His latest move is geared toward state regulation of AI. In a new executive order, titled “Ensuring a National Policy Framework for Artificial Intelligence,” Trump gave the office of the attorney general broad authority to sue states and overturn consumer protection laws that go against the “United States’ global AI dominance.”
The result is ironic for Republicans, who have long branded themselves as defending children from threats both real and imagined: as a result of the new order, numerous state-level child-safety regulations safeguarding kids from AI chatbots are on the chopping block. These include regulations from both red and blue states, such as California’s AI safety testing and disclosure law, as well as mental health disclosure requirements and data collection restrictions imposed by Utah, Illinois, and Nevada.

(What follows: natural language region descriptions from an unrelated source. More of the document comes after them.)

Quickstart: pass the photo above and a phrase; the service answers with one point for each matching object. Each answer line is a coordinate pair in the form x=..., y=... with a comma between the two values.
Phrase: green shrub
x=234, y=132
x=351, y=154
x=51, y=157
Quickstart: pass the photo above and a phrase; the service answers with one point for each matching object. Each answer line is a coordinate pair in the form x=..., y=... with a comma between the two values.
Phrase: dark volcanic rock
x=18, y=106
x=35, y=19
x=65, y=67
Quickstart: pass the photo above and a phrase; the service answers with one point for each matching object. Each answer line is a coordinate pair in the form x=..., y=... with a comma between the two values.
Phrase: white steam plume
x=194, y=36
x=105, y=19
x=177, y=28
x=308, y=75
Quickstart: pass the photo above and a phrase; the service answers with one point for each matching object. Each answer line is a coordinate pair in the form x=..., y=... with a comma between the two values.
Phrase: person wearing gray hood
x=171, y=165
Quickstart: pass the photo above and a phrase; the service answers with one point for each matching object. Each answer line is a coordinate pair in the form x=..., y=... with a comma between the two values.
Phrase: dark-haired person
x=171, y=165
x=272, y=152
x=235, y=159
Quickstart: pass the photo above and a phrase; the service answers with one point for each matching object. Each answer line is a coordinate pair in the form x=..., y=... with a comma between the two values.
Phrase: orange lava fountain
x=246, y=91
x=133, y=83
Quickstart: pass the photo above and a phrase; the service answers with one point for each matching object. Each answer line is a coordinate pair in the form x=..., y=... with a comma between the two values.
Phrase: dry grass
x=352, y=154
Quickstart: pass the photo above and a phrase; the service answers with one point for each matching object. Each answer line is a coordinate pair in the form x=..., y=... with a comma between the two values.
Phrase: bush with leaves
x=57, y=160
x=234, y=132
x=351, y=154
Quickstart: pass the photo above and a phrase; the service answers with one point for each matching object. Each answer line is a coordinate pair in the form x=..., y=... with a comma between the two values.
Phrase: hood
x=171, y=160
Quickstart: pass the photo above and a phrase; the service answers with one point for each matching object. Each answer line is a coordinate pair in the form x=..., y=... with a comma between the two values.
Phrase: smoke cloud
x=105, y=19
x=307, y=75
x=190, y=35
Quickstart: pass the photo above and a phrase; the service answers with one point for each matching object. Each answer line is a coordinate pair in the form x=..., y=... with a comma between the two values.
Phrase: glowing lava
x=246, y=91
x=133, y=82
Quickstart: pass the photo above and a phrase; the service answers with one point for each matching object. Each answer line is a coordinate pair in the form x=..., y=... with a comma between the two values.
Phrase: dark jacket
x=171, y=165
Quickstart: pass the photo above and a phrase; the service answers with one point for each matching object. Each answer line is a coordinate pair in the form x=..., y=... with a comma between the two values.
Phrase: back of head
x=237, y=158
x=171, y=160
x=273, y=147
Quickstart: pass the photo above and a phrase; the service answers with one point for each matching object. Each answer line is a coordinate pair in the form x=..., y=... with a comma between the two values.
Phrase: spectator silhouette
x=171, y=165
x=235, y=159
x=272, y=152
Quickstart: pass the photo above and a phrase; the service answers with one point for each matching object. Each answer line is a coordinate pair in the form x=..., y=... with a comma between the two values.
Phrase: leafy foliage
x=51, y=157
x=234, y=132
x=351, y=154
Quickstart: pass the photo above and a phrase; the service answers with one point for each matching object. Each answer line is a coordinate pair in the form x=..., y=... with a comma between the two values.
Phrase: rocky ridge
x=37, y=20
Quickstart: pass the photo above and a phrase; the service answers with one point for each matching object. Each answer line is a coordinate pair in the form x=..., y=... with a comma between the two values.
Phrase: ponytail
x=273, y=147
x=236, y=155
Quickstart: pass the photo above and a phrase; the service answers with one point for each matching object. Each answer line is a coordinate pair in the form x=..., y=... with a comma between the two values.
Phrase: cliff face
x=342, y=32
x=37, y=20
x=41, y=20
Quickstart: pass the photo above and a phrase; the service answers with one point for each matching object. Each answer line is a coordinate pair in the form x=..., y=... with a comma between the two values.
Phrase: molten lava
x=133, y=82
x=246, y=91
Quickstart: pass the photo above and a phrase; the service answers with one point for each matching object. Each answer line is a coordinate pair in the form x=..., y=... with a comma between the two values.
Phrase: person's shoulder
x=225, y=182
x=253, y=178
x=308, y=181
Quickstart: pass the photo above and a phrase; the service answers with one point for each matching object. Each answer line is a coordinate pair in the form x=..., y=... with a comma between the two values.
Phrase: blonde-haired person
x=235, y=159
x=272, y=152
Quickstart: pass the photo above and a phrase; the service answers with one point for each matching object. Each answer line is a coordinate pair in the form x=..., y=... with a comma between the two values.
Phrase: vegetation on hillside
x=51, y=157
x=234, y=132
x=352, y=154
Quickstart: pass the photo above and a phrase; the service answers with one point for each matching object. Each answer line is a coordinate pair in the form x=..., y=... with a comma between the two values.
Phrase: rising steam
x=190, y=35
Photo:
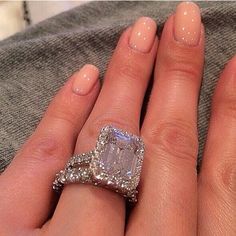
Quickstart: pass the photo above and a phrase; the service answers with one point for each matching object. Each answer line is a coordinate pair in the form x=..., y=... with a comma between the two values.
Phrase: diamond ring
x=115, y=164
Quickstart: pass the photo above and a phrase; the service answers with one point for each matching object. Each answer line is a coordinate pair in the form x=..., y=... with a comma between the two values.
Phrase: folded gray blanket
x=36, y=62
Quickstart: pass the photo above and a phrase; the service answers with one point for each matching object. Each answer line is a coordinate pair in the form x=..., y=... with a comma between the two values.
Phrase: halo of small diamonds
x=115, y=164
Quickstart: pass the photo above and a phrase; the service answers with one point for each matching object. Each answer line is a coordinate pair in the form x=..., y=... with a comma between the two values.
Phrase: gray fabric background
x=35, y=63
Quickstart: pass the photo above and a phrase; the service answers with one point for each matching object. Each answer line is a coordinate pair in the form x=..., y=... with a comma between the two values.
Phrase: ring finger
x=119, y=104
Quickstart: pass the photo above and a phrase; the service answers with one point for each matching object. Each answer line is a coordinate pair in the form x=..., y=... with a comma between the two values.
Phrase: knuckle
x=175, y=138
x=130, y=69
x=183, y=71
x=95, y=126
x=222, y=179
x=182, y=65
x=44, y=149
x=62, y=113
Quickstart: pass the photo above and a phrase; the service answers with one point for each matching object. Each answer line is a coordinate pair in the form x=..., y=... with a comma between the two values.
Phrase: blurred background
x=15, y=16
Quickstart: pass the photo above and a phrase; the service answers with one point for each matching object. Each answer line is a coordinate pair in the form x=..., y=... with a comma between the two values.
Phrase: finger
x=118, y=104
x=217, y=180
x=26, y=186
x=168, y=183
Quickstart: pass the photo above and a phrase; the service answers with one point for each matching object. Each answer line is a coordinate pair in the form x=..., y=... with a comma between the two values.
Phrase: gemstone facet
x=118, y=158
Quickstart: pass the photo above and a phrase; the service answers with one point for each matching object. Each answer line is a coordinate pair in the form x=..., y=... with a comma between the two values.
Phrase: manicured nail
x=187, y=25
x=85, y=79
x=143, y=34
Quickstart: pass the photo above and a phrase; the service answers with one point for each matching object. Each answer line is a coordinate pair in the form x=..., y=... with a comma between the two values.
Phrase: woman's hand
x=172, y=200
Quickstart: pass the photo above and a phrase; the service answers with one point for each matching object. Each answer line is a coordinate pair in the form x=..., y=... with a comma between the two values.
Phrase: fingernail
x=143, y=34
x=85, y=79
x=187, y=25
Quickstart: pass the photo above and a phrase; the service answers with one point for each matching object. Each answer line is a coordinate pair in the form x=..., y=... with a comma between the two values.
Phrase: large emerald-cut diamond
x=118, y=157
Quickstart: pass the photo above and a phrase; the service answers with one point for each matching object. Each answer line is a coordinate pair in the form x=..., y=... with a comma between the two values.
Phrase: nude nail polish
x=85, y=79
x=143, y=34
x=187, y=23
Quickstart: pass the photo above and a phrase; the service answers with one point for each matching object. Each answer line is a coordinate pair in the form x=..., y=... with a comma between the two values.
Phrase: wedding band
x=115, y=164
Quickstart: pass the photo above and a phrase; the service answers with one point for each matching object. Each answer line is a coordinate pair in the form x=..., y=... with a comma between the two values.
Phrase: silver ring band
x=115, y=164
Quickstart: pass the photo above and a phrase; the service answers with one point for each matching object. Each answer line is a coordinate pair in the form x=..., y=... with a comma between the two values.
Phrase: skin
x=173, y=200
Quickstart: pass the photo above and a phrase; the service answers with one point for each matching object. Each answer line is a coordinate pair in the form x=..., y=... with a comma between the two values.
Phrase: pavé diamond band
x=115, y=163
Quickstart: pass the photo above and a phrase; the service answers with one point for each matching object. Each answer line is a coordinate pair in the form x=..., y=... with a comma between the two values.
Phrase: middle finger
x=95, y=210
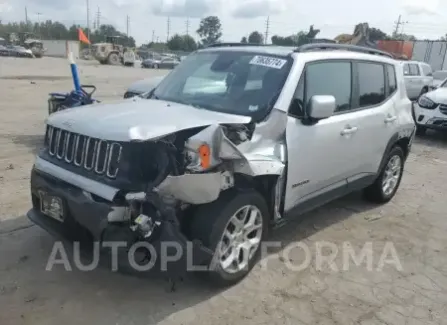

Given that federal AI regulation is pretty much nonexistent, these laws are basically the last line of defense for kids, who’ve quickly become victims of the tech industry’s AI free-for-all. For example, OpenAI’s ChatGPT has been roundly blamed for encouraging a 16-year-old to kill himself, while Google has been accused of running an AI-powered social experiment on kids and teens, with similarly tragic results.
“Blocking state laws regulating AI is an unacceptable nightmare for parents and anyone who cares about protecting children online,” Sarah Gardner, the chief executive of child safety group Heat Initiative told the New York Times. “States have been the only effective line of defense against AI harms.”
Overtly, the order is meant to ease the burden of overbearing regulation on American AI companies, so that the US can maintain its lead in the “AI race” over China. But as policy analysts and researchers have noted, the AI race is basically a myth pushed by American war hawks, as the two nations pursue differing goals.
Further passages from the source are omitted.